Today has been an amazing day.

Some weeks ago, Live Life Then Give Life were invited to an annual service held by the British Organ Donor Society (BODY), who hold an event every September to commemorate the lives of organ donors and those recipients whose lives they saved.

In WImpole Park in Cambridgeshire, they have an avenue of trees, which people can dedicate to loved ones or anonymous donors and every year they dedicate a tree to an organisation as well.  This year, they wanted to dedicate one to Live Life Then Give Life.

I went along with K and Emily to represent the charity and we all knew that it might be an emotional day.  What none of us knew ahead of time was just how amazing a day it would be and what a wonderful feeling it was to be there.

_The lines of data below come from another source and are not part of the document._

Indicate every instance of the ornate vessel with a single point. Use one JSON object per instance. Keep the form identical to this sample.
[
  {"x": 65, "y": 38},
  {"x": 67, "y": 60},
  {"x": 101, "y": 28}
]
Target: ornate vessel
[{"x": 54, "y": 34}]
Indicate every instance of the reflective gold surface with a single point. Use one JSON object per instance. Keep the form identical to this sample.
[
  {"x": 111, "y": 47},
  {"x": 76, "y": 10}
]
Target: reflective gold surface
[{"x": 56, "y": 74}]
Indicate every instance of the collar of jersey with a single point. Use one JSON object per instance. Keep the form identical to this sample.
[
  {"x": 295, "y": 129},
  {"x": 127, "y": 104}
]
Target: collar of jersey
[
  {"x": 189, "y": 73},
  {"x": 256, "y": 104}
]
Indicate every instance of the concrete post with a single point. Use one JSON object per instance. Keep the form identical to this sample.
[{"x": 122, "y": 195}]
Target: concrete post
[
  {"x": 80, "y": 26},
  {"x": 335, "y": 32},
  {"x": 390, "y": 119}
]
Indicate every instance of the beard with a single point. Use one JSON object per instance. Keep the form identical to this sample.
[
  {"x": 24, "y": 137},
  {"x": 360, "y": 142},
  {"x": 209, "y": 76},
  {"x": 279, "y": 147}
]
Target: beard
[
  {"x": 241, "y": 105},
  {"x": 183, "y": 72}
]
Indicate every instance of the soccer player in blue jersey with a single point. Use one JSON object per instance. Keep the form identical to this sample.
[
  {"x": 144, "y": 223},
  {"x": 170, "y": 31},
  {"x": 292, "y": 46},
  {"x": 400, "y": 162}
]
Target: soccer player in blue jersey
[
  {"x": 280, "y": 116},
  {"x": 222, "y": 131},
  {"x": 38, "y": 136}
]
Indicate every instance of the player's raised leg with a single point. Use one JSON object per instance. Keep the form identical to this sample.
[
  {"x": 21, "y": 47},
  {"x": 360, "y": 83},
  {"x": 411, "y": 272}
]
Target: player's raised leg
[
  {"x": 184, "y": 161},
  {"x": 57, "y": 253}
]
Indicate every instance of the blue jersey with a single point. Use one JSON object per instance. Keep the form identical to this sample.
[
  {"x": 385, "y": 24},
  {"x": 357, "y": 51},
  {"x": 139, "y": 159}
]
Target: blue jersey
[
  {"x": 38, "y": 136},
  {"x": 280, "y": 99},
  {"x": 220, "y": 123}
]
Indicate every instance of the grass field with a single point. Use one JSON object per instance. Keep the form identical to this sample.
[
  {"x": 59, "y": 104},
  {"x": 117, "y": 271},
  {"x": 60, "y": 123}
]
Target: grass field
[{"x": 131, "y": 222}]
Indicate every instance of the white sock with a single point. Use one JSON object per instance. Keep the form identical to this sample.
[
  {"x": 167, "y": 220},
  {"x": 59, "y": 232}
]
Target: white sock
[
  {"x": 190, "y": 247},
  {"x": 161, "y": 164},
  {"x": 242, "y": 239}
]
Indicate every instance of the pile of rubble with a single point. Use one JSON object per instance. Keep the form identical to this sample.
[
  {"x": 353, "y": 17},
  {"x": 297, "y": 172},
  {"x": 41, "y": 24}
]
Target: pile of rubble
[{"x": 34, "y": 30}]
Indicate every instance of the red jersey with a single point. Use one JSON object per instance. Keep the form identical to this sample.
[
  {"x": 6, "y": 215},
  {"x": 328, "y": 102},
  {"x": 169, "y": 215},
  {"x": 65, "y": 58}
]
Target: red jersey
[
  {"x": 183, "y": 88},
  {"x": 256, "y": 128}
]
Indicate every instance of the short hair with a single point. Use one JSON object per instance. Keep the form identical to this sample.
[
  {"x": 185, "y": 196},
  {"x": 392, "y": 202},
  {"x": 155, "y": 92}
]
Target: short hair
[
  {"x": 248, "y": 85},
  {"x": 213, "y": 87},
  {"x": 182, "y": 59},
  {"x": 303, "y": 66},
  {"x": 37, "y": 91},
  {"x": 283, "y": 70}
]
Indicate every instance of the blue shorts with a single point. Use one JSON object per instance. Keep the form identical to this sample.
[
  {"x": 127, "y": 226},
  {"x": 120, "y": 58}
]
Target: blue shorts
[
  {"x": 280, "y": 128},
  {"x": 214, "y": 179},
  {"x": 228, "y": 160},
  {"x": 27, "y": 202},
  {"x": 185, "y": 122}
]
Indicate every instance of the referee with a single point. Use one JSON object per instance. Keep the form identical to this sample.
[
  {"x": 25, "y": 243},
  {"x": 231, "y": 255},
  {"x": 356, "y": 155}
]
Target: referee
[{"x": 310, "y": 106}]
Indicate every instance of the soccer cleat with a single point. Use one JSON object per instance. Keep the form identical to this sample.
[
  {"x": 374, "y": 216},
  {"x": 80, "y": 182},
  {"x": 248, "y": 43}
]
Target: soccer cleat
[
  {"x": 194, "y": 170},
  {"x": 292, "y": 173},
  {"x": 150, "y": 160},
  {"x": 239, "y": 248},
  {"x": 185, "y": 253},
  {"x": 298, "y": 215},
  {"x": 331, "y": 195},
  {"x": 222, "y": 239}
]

The service is almost impossible to describe.  In a tiny church in the grounds of Wimpole Hall, the Rector leads a service which frequently crosses boundaries between memorial, thanksgiving and celebration.  There are donor families there, people who have lost loved one but took the immensly difficult decision to allow their organs to be used, and there are recipients, like Emily and I, and their families, there to celebrate and give thanks to the people they never knew and will never know who gave life where it was ebbing away.

There is a part of the service at which anyone may stand up and talk and tell their story, or simply say a quick thank you.  To hear the contrast of stories between donor families and recipients is stark and unsettling, but at the same time it’s uplifting to see the strength that the donor families take in the knowledge that they’ve helped someone to carry on.  The gratitude of the recipients shines through more brightly than any lightbulb every could and the strength that each side takes from the other makes it a wonderfully cathartic, if hugely emotional, experience.

As a charity, five of Live Life Then Give Life’s 5 trustees owe their lives to our amazing donors, so it was nothing short of an honour to be invited to the day and to receive a tree from the Society.  As I stood at the front of the church to talk about us and what we do, to thank BODY for their gift and to thank our donors for what they have done for us, I got a strong sense of closure with my donor.

I know nothing of my donor, or their family, except that when my family were celebrating their greatest Christmas, they were enduring their worst.  I know that I will never know my donor and I will never be able to visit their grave to thank them for what they’ve given me.  But now there is a tree dedicated to Live Life Then Give Life and now that I know there is a place where donors are commemorated, I feel like I have a place to visit to give thanks, a place I can go to commune with my donor and let them know all that I’m doing to make the most of the new life they’ve given me.

Next  year is BODY’s 25th anniversary as a charity and I sincerely hope that I can be there for the service again, but also that I can pack the church with donor families, recipients and their families and anyone touched by organ donation, because being in the presence of some of those amazing people yesterday was one of the most remarkable and moving experiences of my life.